Compare and contrast your case study with other examples of risk assessments. Were there special issues that distinguished this case study from other types of risk assessments?

Using your own research, the report should evaluate the overall outcome of the risk assessment.

The suggested structure of the report and suggested content of each section, together with allocation of marks, are shown below.

1. Introduction (10%):

A brief introduction to the process of risk assessments what according to the theory are the main steps in the process? Then provide a general overview of your chosen case study what is the organisation or project concerned.

2. Objectives and Uncertainty (15%)

What exactly do you think the objectives of the organisation are? Are these obvious (maybe maximise profits or minimise costs?) or are they more complex? Do different stakeholders have different opinions? What about the current state of knowledge and uncertainty again, is this straightforward?

3. List of Risks (20%):

Compare and contrast the risks that were identified by the different group members. What were the different categories of these risks (PESTLE?); how technical or subject matter specific were the risks;
how many different risks were there? Most of you probably have neither any technical expertise nor
subject specific knowledge; so how many of the actual risks would you have expected to identify.
However, maybe as nonspecialists you saw different risks from the experts?

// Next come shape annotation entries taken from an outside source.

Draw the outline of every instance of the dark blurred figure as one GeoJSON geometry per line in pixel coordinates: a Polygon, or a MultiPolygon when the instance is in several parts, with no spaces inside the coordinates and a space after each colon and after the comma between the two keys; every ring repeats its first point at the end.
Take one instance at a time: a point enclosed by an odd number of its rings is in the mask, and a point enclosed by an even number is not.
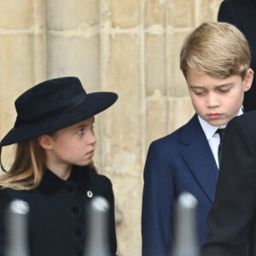
{"type": "MultiPolygon", "coordinates": [[[[256,1],[224,0],[220,5],[218,20],[231,23],[243,32],[251,49],[251,67],[256,70],[256,1]]],[[[245,93],[243,108],[245,111],[256,109],[256,79],[245,93]]]]}

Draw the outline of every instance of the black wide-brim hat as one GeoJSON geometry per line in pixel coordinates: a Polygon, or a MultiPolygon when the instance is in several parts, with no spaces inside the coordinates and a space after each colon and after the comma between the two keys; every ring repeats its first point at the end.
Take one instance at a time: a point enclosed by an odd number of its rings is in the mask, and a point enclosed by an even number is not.
{"type": "Polygon", "coordinates": [[[87,94],[75,77],[38,84],[16,99],[15,126],[0,145],[30,140],[83,121],[109,108],[117,98],[113,92],[87,94]]]}

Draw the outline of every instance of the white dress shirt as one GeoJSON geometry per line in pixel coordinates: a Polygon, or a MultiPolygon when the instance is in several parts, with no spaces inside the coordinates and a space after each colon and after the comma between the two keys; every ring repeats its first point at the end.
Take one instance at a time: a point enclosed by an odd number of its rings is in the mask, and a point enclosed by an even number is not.
{"type": "MultiPolygon", "coordinates": [[[[243,111],[241,108],[240,108],[238,115],[241,115],[243,113],[243,111]]],[[[225,128],[226,125],[220,125],[220,126],[213,126],[205,121],[202,118],[201,118],[198,115],[198,119],[201,124],[201,126],[207,138],[207,141],[209,143],[210,148],[212,149],[213,157],[215,159],[216,165],[218,168],[218,144],[219,144],[219,135],[216,133],[216,131],[218,128],[225,128]]]]}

Do you think risk personality plays a part in risk identification?

4. Likelihood and Impacts (15%):

Compare and contrast the likelihoods and impact factors. Most of these values are based on subjective estimates. How reliable is this as a measure how good are we are predicting likelihoods etc. Are there some things that we are better predicting than others? Again, what background skills and knowledge does someone need to do this well?

5. Conclusions and Recommendations (30%)

Develop a critical evaluation of the process of the risk assessment. You should start by reflecting on the purpose and expected benefits of a risk assessment. What are the final outcomes of the whole exercise? i.e. how do we judge whether a risk assessment has been beneficial or not?

How critical is it to identify all the risks associated with a particular case study? How critical is it to correctly estimate their likelihoods and impact factors? Compiling the risk register is only part of the risk management process. How does the content of the risk register determine how the risks are actually managed? By comparing theory to practice, discuss the effectiveness of risk management within your given case study.
Provide suggestions and recommendations on how the risk assessment process should be conducted; what lessons can be learned from your research? Are all risk assessments the same or are there significant differences depending on the application? Who should be involved and what particular skills and knowledge do they need? Should any measures be put in place to deal with the effects of different risk personalities or group culture? These recommendations can be derived from both your background reading and your own research.

Presentation and Quality of Writing (10%)
The report should be structured appropriately and written in a formal style, free from any spelling or grammatical errors. Please thoroughly proofread your work before submission. The report must be written in your own words, with the exception of any quotes which must be clearly indicated using double quotation marks. The use of any appropriate illustrations such as graphs or diagrams is welcomed but these should be labelled appropriately. Any detailed analysis of your results would best be summarised in the body of the report with lists of figures attached as an appendix.
For this exercise, you do not need to do a great deal of background reading and research. However, you should get into the habit of referencing your work correctly. So, whatever the source (books, industry/trade papers, Government white papers, journal articles), you are required to reference the source of all information found, using the Harvard style of referencing and provide a full reference list at the end.